C'est dans la dédicace finale de Voyages en Italie, "Au père de mon fils" que Sophie Latourneur révèleque le film est une autofiction. Le dossier de presse signale qu'au commencement, il y a eu un vrai voyage en 2016 aux mêmes endroits que dans le film et surtout avec les mêmes enjeux de sauver leur couple de la routine Sophie Letourneur a voulu ainsi faire le récit, une comédie burlesque, inspirée par son couple. En vivant ce voyage, certaines scènes ou certaines phrases retenaient son attention qu'elle notait sur des pages volantes arrachées à la fin du Guide du routard (... ) Une fois de retour à la maison, elle demande à son compagnon d’enregistrer avec elle au dictaphone un récit du voyage où ils se remémorent ce qu'ils ont vécu dans les moindres détails. Le film est partie de cette matière : notes et enregistrement. Mais Sophie Leourneur ne s'arrête pas là. Elle déclare "quand on arrive au tournage, cinq ans après les « faits », cette matière a beaucoup mûri pour trouver sa forme et son universalité. Ça ne m’intéresserait pas du tout de simplement recréer des choses que j’ai vécues pour les mettre dans un film. Il y a une étape importante où je réalise une sorte de maquette du film : séquence après séquence, on jouait les scènes avec mes collaborateurs Laetitia Goffi et François Labarthe, que je vais par exemple mettre ensemble au lit pour faire du playback sur la bande-son déjà montée des dialogues des deux personnages, pendant que je cherche à la caméra des plans qui me plaisent (...) Puis, toujours avec Laetitia et François, on part en Sicile et on « tourne » entre nous en doublure toutes les scènes du film, avec les dialogues au cordeau issus du travail d’écriture à partir des improvisations. Au retour, une fois qu’on a filmé toutes les scènes, on monte une maquette du film, qui produit un objet d’étude et me permet de couper, d’affiner le scénario. Elle devient non seulement la bande son qu’on aura dans les oreillettes mais la base du travail avec Philippe Katerine et le chef opérateur Jonathan Ricquebourg". Une autofiction soigneusement mise en scène donc.
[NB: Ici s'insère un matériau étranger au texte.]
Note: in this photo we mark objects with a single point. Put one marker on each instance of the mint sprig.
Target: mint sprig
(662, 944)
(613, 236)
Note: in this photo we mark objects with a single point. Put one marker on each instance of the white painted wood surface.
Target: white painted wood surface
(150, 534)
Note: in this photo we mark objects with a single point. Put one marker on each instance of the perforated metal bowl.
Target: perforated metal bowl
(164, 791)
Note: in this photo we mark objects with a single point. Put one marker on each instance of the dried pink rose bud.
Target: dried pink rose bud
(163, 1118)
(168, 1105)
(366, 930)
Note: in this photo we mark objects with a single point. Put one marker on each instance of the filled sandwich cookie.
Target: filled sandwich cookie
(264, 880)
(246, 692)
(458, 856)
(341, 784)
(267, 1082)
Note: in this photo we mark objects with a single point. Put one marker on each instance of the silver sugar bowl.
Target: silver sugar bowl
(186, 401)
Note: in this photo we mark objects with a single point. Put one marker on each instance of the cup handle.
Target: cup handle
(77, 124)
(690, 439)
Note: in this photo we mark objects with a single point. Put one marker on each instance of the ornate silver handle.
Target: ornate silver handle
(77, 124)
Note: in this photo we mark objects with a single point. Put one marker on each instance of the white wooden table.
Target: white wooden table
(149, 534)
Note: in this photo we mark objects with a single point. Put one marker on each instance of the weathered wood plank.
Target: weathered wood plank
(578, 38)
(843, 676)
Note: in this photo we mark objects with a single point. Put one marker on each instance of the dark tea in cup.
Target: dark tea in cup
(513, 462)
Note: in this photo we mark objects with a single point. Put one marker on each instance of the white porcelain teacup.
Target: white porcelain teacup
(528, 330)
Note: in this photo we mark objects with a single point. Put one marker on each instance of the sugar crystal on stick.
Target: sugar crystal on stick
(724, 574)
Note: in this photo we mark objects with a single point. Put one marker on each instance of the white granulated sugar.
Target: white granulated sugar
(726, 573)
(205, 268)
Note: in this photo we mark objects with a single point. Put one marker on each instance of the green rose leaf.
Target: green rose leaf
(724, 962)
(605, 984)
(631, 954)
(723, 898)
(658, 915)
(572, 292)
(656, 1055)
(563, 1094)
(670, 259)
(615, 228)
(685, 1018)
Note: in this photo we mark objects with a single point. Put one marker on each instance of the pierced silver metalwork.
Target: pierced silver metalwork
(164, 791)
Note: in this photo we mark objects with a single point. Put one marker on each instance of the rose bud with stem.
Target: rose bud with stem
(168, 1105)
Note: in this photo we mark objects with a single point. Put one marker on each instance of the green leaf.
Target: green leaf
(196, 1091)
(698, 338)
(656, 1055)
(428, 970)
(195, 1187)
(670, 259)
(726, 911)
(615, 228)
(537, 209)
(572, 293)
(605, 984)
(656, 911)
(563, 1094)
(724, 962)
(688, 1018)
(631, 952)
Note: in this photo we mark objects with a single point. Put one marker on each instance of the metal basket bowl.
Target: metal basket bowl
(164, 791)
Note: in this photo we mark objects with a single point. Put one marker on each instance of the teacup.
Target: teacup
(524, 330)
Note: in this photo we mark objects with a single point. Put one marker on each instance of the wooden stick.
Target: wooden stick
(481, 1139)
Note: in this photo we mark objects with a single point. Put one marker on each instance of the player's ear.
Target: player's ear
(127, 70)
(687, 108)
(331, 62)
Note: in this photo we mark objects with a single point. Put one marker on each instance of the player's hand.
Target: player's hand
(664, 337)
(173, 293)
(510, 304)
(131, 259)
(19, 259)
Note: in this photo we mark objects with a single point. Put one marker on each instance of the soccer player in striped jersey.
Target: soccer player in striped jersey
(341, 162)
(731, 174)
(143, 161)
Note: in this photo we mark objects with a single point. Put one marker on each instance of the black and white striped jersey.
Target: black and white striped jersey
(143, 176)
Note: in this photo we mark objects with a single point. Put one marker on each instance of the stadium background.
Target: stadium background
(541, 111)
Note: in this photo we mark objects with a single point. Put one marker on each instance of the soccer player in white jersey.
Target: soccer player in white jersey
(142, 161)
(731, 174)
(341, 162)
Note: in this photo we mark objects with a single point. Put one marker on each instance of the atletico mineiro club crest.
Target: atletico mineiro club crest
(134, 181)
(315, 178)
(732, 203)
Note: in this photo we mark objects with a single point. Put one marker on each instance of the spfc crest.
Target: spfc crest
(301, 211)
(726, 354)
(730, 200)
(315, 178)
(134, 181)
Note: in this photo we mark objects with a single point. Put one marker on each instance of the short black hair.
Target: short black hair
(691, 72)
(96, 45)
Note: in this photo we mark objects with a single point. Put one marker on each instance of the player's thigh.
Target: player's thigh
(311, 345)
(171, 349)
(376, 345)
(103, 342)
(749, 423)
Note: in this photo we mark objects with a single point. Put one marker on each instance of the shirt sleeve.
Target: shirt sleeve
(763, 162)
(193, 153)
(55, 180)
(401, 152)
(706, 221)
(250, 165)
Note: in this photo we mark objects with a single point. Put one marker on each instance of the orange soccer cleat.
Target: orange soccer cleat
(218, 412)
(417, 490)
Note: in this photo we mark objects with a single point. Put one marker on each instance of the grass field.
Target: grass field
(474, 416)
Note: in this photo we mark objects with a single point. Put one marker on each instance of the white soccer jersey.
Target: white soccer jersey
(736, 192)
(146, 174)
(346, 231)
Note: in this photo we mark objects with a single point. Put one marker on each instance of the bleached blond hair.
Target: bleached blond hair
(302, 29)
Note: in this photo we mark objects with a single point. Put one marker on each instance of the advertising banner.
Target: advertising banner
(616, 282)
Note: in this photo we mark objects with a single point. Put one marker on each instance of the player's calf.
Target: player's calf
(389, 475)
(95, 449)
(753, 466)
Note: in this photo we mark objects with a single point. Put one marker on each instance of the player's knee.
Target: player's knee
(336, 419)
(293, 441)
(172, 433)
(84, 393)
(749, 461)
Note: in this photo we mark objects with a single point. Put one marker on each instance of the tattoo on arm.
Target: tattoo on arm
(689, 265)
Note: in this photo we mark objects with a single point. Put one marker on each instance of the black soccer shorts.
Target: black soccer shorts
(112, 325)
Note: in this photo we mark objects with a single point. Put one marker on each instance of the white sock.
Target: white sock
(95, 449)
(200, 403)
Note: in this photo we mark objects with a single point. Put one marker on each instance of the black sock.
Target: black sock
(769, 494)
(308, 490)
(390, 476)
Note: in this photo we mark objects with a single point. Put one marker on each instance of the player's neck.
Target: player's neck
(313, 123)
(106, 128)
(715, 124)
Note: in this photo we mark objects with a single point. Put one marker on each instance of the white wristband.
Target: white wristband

3- L'autobiographie dissoue dans le film de genre. (signalée "FG" sur la liste plus bas).
Le recours à un acteur alter-égo est souvent un moyen pratique de signaler la dimension autobiographique d'un film ainsi de Jean-Pierre Léaud pour Truffaut ou de Marcello Mastroianni pour Fellini. Mais, dans la plupart des cas, cette dimension autobiographique ne concerne que certains éléments du film. C'est, selon le mot de Truffaut, transformer un règlement de compte en uvre d'art. Ainsi, le plus souvent, l'autobiographique se dissout dans la fiction, se drapant dans les oripeaux d'une comédie ou d'un drame.
Dans Au revoir les enfants, Louis Malle ne signale qu'à la toute fin du film qu'il est Julien Quentin. Il faut enfin des déclarations externes aux films de Pialat pour savoir que Jean Yanne dans Nous ne vieillirons pas ensemble et Gérard Depardieu dans Le garçu sont des incarnations très proches de lui. Dans Amarcord Fellini, ne signale jamais qu'il s'agit de ses souvenirs personnels pas plus que dans la fameuse tétralogie de Hou Hsiao-hsien : Les garçons de Fengkuei (1983), Un été chez grand-père (1984), Un temps pour vivre, un temps pour mourir (1986), Poussières dans le vent (1986). L'enchâssement de l'histoire d'Oedipe dans un prologue et un épilogue autobiographiques dit à quel point Pasolini se sent concerné par la tragédie d'un homme qui cherche.
Jean-Luc Lacuve le 03/07/2008, puis le 20/08/2016 avec les modifications apportées par les remarques de Michel Serceau dans son livre Y a t-il un cinéma d'auteur ? et, plus précisement, la partie qui me concerne (paragraphes 53 à 64).
Bibliographie :
Documentaires autobiographiques (DA), Autofictions (AU) et Autobiographies dissoues dans le film de genre (FG)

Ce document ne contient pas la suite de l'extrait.